I don't know of any plush toys that would withstand chewing, but my last golden Cookie did not like nylabones either. Instead, I'd keep the marrow bones that she cleaned out, stuff these with a little banana or yogurt, and freeze.


----------



## CashStringer (Aug 17, 2015)

When Cash's chewing was at its worst, I would fill a Kong with peanut butter and freeze it. There's also some Kong plush toys (we got them on Amazon) that have withstood the worst of the chewing period!


----------



## Wenderwoman (Jan 7, 2013)

My girl isn't a fan of nylabone's either but I found two things that she likes; 1) Benebone Wish Bone and 2) Nylabone Triple Treat but you don't use their treats, you use pupperoni, the 25 oz size, not the smaller bag because they are actually different sizes. Anyway, you squish the treats in good. The more they chew it, the more grooves it gets and the longer they chew it.


----------



## Tahnee GR (Aug 26, 2006)

I have not been able to find a plush toy yet that will stand up to my Goldens chewing  and I have bought some that are supposed to be for tough chewers. None have lasted more than a day or so at the most.

My guys like the raw bones, antlers and a new chewie-water buffalo horns. Although I was told that since mine are big dogs and tough chewers to only buy the ones with thick walls. The dogs like them but don't love them the way they love their raw bones and antlers.


----------



## nolefan (Nov 6, 2009)

I do not leave plush toys on the floor for random chewing. They are for playing and then if someone wants to chew on them, they get put away. That said, this brand holds up beautifully and is sturdy enough that my dogs play tug with them together and with me. http://www.fluffandtuff.com/ We have fish and also a Kyjen brand snake with squeakers that is sturdy, but again, I don't let my dogs destroy stuffed toys. You can find these brands on Amazon. Be aware that if your dog swallows enough stuffing it can cause a life threatening blockage.


----------



## ktkins7 (Jul 20, 2013)

I haven't found any "tough" stuffed toys that Ella hasn't destroyed. Usually in 15 minutes. I've tried various ones and haven't had much luck. Thankfully Ella doesn't eat the stuffing but I keep a close eye on her and the toy gets removed if she starts pulling stuffing out. Also, watch for strings because when she was little there was an incident where she ate string that looked like it was from toys and it got stuck when she was pooping.
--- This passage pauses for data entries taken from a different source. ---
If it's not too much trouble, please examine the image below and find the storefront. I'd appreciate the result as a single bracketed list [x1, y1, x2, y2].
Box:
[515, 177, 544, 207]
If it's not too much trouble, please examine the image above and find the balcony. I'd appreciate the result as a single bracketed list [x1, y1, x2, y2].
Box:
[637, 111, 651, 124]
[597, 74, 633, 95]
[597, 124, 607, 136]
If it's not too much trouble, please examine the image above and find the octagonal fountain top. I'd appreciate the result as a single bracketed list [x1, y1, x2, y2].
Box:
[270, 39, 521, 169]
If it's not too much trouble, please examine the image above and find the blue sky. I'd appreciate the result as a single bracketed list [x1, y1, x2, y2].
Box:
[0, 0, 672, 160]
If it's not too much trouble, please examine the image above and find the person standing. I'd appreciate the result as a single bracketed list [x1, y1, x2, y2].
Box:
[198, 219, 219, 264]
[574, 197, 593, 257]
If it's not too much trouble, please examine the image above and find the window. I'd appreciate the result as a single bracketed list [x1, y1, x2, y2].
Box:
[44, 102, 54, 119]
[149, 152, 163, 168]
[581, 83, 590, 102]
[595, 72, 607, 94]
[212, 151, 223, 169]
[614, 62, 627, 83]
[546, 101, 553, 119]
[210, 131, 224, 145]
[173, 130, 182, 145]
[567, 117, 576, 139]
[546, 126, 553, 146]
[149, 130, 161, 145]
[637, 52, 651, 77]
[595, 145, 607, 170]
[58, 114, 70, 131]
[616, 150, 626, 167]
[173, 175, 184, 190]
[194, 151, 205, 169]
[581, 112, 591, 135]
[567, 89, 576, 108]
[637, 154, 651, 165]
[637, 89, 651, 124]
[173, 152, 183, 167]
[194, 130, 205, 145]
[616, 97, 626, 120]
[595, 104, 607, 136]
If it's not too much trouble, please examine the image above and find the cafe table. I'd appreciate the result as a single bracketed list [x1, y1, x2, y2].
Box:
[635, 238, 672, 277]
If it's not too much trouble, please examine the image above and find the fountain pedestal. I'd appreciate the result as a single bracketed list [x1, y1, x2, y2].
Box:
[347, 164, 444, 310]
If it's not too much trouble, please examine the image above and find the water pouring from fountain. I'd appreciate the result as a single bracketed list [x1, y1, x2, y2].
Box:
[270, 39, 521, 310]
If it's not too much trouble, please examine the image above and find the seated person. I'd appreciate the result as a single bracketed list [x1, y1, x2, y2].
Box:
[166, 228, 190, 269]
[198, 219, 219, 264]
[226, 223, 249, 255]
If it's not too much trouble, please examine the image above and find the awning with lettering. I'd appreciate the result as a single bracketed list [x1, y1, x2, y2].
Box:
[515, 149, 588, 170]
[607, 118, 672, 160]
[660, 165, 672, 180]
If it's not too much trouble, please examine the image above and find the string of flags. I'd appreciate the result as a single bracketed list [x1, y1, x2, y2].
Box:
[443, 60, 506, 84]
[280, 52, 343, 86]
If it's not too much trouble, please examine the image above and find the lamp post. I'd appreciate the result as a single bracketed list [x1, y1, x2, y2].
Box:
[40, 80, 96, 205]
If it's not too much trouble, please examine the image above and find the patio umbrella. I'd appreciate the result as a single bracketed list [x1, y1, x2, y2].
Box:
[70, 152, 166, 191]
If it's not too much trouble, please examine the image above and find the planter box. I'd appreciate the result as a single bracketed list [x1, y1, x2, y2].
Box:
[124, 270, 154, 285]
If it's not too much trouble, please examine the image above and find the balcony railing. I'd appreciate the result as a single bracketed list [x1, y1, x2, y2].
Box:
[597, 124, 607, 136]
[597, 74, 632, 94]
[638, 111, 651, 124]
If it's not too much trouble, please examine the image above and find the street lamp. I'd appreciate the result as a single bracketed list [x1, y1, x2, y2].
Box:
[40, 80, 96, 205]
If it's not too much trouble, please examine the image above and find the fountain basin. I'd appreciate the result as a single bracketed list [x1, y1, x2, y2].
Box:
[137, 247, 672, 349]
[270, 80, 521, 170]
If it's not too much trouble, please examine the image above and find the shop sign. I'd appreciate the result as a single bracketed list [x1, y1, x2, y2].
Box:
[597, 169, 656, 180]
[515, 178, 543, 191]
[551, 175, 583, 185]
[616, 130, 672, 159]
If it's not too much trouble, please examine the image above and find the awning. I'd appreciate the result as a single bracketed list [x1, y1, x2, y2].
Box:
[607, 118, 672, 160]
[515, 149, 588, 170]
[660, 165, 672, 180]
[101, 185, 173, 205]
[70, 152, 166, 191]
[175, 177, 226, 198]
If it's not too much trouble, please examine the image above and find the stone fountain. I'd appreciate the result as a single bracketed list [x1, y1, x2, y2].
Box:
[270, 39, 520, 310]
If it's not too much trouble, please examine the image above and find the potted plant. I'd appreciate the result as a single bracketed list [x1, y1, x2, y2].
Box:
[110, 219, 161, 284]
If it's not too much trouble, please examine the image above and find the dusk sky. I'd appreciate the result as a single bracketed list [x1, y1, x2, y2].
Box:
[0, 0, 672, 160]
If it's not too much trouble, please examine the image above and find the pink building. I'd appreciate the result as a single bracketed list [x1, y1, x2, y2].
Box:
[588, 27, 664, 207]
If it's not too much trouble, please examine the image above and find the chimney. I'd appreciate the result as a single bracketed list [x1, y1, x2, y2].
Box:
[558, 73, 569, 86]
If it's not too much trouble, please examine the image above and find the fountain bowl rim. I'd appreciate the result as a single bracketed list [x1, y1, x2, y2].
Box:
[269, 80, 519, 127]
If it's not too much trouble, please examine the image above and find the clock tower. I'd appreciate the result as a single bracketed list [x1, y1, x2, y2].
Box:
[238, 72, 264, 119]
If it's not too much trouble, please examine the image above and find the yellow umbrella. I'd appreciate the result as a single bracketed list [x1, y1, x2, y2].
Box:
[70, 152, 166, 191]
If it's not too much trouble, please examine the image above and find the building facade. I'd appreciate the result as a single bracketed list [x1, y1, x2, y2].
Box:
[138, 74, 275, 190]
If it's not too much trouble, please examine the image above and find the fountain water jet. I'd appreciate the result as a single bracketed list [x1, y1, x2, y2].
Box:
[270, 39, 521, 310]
She was trying to poop and the string was partially in, partially out with the poop hanging on the end of the string. It looked like the devil was chasing after, poor girl. Thankfully it came off on it's own before assistance was required. 

The only stuffed toy that survives is her favorite duck. Amazon.com : Duckworth Large Yellow Duck Dog Toy : Pet Squeak Toys : Pet Supplies She carries the duck(s) with her everywhere and they're her go to toys. One got a hole in it, but she loved it so much I replaced it. Due to it being her favorite, I've got 2 that I rotate when it's time for them to be washed, and spares put away in case I can't find them at a later date. The two that I've been rotating have survived since September and are still going strong, and still squeaking.

She also loves tennis balls and bumpers, but both are with humans only. I don't let her start chewing on the bumpers, if she does then play time is over. She loves marrow bones but I have to watch Ella's sensitive stomach because she'll go through the marrow too fast. Also, there's a new carpet and I don't want the marrow to wreck the carpet. Antlers are Ella's current favorite chew. I've had good luck with Michigan Antler Art. If you give them a call or send them an email the guy is super helpful. I order the 2 pound bulk boxes a couple times a year.


----------



## bixx (Sep 8, 2015)

Kong toys seem to do well with Amber despite the abuse they get. She's chewed through an XL nylabone at 10 months in two days, so you can imagine what a heavy duty chomper she is. I'm surprised the Kong stuff toys actually made it to this day without a hole or rip in them. Yet.

I also had an old fleece bathrobe that I cut up in strips and braided into a rope. She can chew on these contentedly too and not puncture or rip them to shreds. We play tug with them. (fleece is a safer material than most textiles).

She has a duck, which she put a hole through to get to the squeaker. I took that out and sewed it whole again and put it in a plastic bag with a few dog treats so the toy would get the treat smell. She only gets to play with this duck during training so chances of her ripping it to shreds is minimal.


----------